French billionaire said to be near deal to sell building that will house Paris Apple Store

“A company owned by the family of French billionaire Christopher Descours is in talks to sell the building that will house the Apple store on Paris’s Champs-Elysees to Germany’s biggest pension fund, people with knowledge of the deal said,” Jack Sidders and Steven Arons report for Bloomberg.

“Bayerische Versorgungskammer, which oversees 12 compulsory retirement funds for doctors, pharmacists and Bavarian lawmakers, is close to agreeing terms to buy the 114 Avenue des Champs-Elysees building, which will host the store when it opens next year, the people said, asking not to be identified because the talks are ongoing,” Sidders and Arons report. “Morgan Stanley and broker Jones Lang LaSalle Inc. were hired last year to sell the property, the people said. CoStar News reported they were looking for 700 million euros ($864 million).”

“The sale to the German pension fund hasn’t been finalized and there’s no certainty a deal will be done,” Sidders and Arons report. “Apple will open a store in the building once work is completed, Le Figaro reported last year.”

Read more in the full article here.

MacDailyNews Note: Sale of the property doesn’t seem to affect Apple’s plans for the store. In January, French news site Mac4Ever uncovered Apple’s building permit for the location. More info (in French) here.

4 Comments

  1. When you think of all the markets with a population of 2 million or more there is no end to the number of Stores Apple could open.

    Hell, up here in the Inland Northwest (Spokane/Coeur d’Alene market) the population is just over 1 million, yet the Spokane Apple Store is the second busiest Store in Washington.

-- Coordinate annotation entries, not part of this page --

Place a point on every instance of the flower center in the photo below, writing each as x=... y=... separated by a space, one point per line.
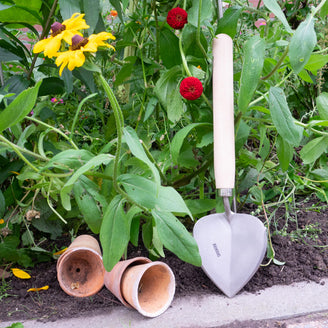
x=57 y=28
x=179 y=18
x=78 y=42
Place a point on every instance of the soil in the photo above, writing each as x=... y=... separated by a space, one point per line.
x=302 y=249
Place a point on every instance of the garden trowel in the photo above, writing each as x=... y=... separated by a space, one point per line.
x=231 y=245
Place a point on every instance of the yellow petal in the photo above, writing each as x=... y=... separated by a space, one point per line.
x=60 y=252
x=20 y=273
x=39 y=46
x=38 y=289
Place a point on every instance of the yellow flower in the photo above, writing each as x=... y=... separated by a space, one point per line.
x=75 y=56
x=61 y=31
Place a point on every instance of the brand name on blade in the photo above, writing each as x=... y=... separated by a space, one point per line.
x=217 y=252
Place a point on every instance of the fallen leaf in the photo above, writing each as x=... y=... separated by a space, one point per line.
x=20 y=273
x=38 y=289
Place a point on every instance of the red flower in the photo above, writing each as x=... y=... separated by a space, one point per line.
x=191 y=88
x=177 y=18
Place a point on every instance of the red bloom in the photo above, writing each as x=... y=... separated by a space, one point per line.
x=191 y=88
x=177 y=18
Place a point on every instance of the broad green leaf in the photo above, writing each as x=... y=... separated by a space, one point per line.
x=114 y=232
x=70 y=159
x=316 y=62
x=166 y=83
x=275 y=8
x=169 y=48
x=179 y=138
x=228 y=23
x=314 y=149
x=285 y=152
x=88 y=207
x=94 y=162
x=92 y=11
x=175 y=106
x=302 y=44
x=143 y=192
x=134 y=143
x=251 y=71
x=176 y=238
x=282 y=118
x=69 y=7
x=19 y=107
x=324 y=10
x=322 y=105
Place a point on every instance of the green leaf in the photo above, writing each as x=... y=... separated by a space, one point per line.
x=302 y=44
x=228 y=23
x=322 y=105
x=179 y=138
x=69 y=7
x=251 y=71
x=70 y=159
x=94 y=162
x=114 y=232
x=19 y=107
x=316 y=62
x=169 y=48
x=273 y=6
x=324 y=10
x=285 y=152
x=88 y=207
x=282 y=118
x=206 y=12
x=134 y=143
x=314 y=149
x=143 y=192
x=176 y=238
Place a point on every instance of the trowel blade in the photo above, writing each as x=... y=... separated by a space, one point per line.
x=231 y=251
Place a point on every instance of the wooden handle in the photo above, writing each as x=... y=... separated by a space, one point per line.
x=223 y=112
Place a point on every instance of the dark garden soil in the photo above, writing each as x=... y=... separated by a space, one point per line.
x=304 y=260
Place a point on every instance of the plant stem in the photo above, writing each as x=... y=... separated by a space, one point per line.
x=19 y=153
x=52 y=128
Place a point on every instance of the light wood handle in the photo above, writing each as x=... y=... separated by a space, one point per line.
x=223 y=112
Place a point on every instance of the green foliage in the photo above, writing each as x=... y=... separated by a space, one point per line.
x=112 y=148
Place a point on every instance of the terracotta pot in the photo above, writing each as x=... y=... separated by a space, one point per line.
x=149 y=288
x=80 y=269
x=113 y=278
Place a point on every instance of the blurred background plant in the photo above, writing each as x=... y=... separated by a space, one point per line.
x=59 y=138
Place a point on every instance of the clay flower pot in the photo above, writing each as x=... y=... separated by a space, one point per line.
x=147 y=286
x=80 y=269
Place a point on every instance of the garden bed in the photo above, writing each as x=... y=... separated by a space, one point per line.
x=302 y=249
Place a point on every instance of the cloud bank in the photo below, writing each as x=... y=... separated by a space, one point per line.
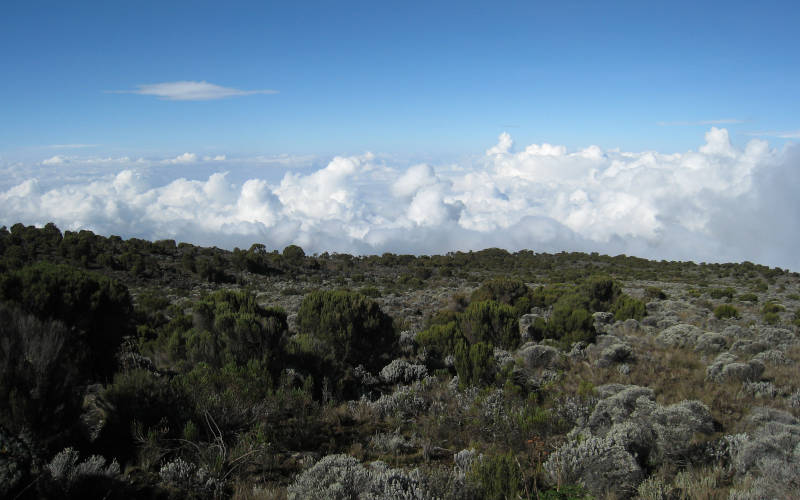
x=719 y=203
x=190 y=91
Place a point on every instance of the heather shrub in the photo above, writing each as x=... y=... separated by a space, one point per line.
x=724 y=311
x=440 y=340
x=475 y=364
x=40 y=364
x=351 y=326
x=98 y=308
x=491 y=322
x=626 y=307
x=341 y=477
x=499 y=476
x=509 y=291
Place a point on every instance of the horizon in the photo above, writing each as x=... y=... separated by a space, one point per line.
x=663 y=132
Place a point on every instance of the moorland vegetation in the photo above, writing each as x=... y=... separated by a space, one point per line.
x=138 y=369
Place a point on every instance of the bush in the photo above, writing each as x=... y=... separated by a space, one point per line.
x=654 y=293
x=40 y=365
x=475 y=364
x=718 y=293
x=509 y=291
x=350 y=325
x=440 y=340
x=627 y=307
x=98 y=307
x=571 y=320
x=499 y=476
x=748 y=297
x=726 y=311
x=489 y=321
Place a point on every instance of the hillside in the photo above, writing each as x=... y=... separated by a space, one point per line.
x=144 y=369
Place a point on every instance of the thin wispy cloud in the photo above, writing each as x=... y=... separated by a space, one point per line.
x=789 y=134
x=723 y=121
x=72 y=146
x=190 y=91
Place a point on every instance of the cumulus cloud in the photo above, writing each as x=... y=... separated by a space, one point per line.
x=718 y=203
x=190 y=91
x=184 y=158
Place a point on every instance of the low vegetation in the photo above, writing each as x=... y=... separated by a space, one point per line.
x=137 y=369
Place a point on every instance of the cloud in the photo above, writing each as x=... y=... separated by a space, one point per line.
x=718 y=203
x=190 y=91
x=54 y=160
x=723 y=121
x=184 y=158
x=72 y=146
x=790 y=134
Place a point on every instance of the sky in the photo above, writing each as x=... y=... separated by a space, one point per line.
x=664 y=130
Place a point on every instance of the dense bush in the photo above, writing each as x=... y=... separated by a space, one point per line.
x=440 y=340
x=351 y=326
x=489 y=321
x=475 y=364
x=726 y=311
x=40 y=365
x=509 y=291
x=97 y=307
x=499 y=476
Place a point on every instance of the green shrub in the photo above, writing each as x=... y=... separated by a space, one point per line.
x=718 y=293
x=571 y=320
x=748 y=297
x=352 y=326
x=654 y=293
x=475 y=364
x=627 y=307
x=440 y=340
x=772 y=307
x=499 y=476
x=772 y=318
x=98 y=308
x=726 y=311
x=489 y=321
x=504 y=290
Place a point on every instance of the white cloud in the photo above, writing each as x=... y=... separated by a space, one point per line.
x=72 y=146
x=190 y=91
x=788 y=134
x=184 y=158
x=54 y=160
x=718 y=203
x=723 y=121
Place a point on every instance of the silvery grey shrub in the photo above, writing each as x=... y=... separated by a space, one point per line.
x=340 y=477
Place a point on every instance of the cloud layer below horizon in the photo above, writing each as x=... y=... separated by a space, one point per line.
x=719 y=203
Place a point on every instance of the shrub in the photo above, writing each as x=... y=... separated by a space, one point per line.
x=344 y=477
x=40 y=364
x=654 y=293
x=489 y=321
x=475 y=364
x=98 y=307
x=351 y=326
x=499 y=476
x=509 y=291
x=571 y=320
x=726 y=311
x=748 y=297
x=440 y=340
x=627 y=307
x=718 y=293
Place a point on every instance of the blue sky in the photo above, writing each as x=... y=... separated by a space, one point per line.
x=658 y=129
x=396 y=77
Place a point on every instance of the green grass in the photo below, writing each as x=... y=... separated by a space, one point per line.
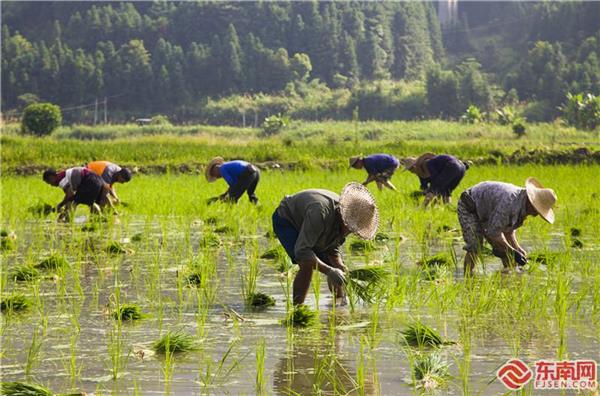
x=53 y=262
x=300 y=316
x=260 y=300
x=17 y=302
x=128 y=312
x=420 y=335
x=24 y=273
x=24 y=389
x=175 y=341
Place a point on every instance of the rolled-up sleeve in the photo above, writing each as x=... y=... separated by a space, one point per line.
x=312 y=228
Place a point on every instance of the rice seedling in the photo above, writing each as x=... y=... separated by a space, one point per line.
x=41 y=209
x=175 y=341
x=420 y=335
x=260 y=300
x=24 y=273
x=16 y=388
x=440 y=259
x=274 y=253
x=367 y=283
x=53 y=262
x=359 y=245
x=127 y=312
x=260 y=367
x=430 y=371
x=115 y=247
x=16 y=302
x=300 y=316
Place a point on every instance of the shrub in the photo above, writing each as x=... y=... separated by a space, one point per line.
x=41 y=119
x=160 y=119
x=506 y=115
x=472 y=115
x=582 y=112
x=273 y=124
x=519 y=128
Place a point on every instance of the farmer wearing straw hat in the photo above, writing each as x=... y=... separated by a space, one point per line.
x=380 y=168
x=313 y=224
x=439 y=174
x=111 y=174
x=80 y=186
x=494 y=210
x=241 y=176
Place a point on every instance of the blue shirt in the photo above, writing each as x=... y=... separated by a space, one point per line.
x=232 y=170
x=378 y=163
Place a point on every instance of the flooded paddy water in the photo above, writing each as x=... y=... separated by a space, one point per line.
x=70 y=341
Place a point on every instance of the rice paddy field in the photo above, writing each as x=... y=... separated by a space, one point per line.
x=176 y=296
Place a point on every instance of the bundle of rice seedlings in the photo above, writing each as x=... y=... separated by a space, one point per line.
x=381 y=237
x=367 y=283
x=224 y=230
x=260 y=300
x=211 y=220
x=194 y=277
x=24 y=389
x=440 y=259
x=175 y=341
x=576 y=243
x=420 y=335
x=129 y=312
x=90 y=226
x=115 y=247
x=543 y=258
x=300 y=316
x=24 y=273
x=15 y=303
x=41 y=209
x=416 y=195
x=7 y=243
x=431 y=371
x=361 y=245
x=211 y=240
x=53 y=262
x=272 y=254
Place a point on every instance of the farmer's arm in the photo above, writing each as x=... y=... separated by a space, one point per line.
x=370 y=178
x=310 y=233
x=69 y=197
x=335 y=259
x=511 y=238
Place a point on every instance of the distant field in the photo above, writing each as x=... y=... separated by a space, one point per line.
x=306 y=144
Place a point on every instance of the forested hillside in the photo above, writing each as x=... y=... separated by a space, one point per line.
x=198 y=60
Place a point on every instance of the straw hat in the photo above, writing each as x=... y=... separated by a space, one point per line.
x=354 y=160
x=359 y=210
x=213 y=162
x=542 y=199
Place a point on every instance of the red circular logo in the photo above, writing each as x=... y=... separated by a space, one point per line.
x=514 y=374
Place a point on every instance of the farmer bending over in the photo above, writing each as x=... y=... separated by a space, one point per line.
x=380 y=168
x=439 y=174
x=111 y=174
x=80 y=186
x=241 y=177
x=313 y=224
x=494 y=210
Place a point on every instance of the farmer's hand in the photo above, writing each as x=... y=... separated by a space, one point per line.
x=520 y=259
x=336 y=276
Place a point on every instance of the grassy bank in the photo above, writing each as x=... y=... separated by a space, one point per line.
x=306 y=144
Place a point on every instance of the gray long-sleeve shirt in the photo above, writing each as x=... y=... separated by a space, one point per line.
x=501 y=207
x=315 y=214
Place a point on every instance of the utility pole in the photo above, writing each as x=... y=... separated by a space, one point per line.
x=96 y=111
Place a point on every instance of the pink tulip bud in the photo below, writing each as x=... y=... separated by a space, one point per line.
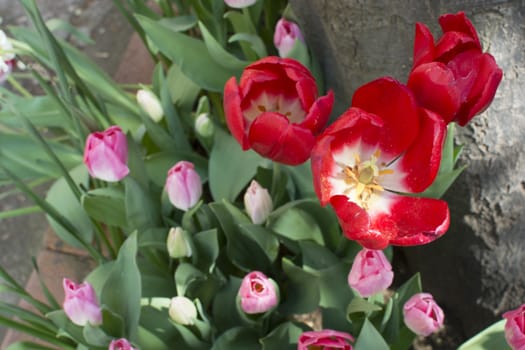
x=183 y=185
x=515 y=328
x=285 y=36
x=258 y=293
x=183 y=311
x=120 y=344
x=325 y=339
x=239 y=4
x=371 y=272
x=178 y=244
x=80 y=303
x=257 y=202
x=7 y=57
x=422 y=314
x=106 y=154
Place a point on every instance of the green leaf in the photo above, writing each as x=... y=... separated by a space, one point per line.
x=190 y=54
x=238 y=338
x=179 y=23
x=491 y=338
x=230 y=168
x=122 y=290
x=206 y=252
x=183 y=91
x=243 y=249
x=62 y=198
x=370 y=338
x=219 y=54
x=26 y=158
x=253 y=41
x=224 y=305
x=142 y=212
x=106 y=205
x=296 y=224
x=284 y=337
x=360 y=305
x=301 y=294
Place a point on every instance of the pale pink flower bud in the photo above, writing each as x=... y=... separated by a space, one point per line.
x=422 y=314
x=7 y=57
x=80 y=303
x=371 y=272
x=183 y=311
x=515 y=328
x=183 y=185
x=120 y=344
x=285 y=35
x=325 y=339
x=239 y=4
x=257 y=293
x=106 y=154
x=257 y=202
x=178 y=243
x=150 y=103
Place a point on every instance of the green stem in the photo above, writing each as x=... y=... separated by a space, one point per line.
x=18 y=87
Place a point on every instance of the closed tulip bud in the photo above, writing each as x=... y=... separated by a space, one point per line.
x=178 y=243
x=285 y=36
x=515 y=328
x=150 y=103
x=422 y=314
x=183 y=311
x=7 y=57
x=239 y=4
x=204 y=126
x=120 y=344
x=371 y=272
x=258 y=293
x=257 y=202
x=325 y=339
x=106 y=154
x=183 y=185
x=80 y=303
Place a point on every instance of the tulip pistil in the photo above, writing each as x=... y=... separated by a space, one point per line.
x=362 y=178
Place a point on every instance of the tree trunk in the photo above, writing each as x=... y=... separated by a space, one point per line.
x=476 y=271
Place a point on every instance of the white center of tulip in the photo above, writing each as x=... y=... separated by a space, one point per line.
x=362 y=178
x=290 y=108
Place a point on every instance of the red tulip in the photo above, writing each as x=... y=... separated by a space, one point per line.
x=452 y=76
x=275 y=109
x=381 y=147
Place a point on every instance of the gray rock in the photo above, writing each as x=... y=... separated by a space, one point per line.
x=476 y=270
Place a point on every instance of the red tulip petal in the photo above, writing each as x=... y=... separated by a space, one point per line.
x=272 y=136
x=395 y=104
x=234 y=115
x=423 y=45
x=419 y=220
x=452 y=44
x=435 y=88
x=484 y=88
x=338 y=144
x=418 y=167
x=459 y=23
x=319 y=113
x=357 y=224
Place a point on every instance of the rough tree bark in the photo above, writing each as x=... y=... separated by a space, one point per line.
x=476 y=271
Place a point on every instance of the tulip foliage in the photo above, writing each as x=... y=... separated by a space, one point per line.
x=219 y=207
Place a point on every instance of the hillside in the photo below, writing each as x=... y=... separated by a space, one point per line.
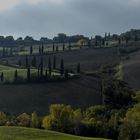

  2. Opening more Apple stores may not necessarily mean a rise in Apple product sales but I think it’s a great way to promote the brand. It’s a shame Apple stores are considered a zero value service. Apple is quite unique when it comes to a tech company actually having its own retail stores but it’s generally overlooked as having any value, whatsoever. I’ve never actually heard Apple being praised for having brick-and-mortar stores and that somewhat puzzles me. Maybe because it’s considered a suck on overhead costs.

  3. Agreed. And it’s not only branding. It’s also great value added, such as for customers who can bring their products and questions to the store and get resolution, often on the spot.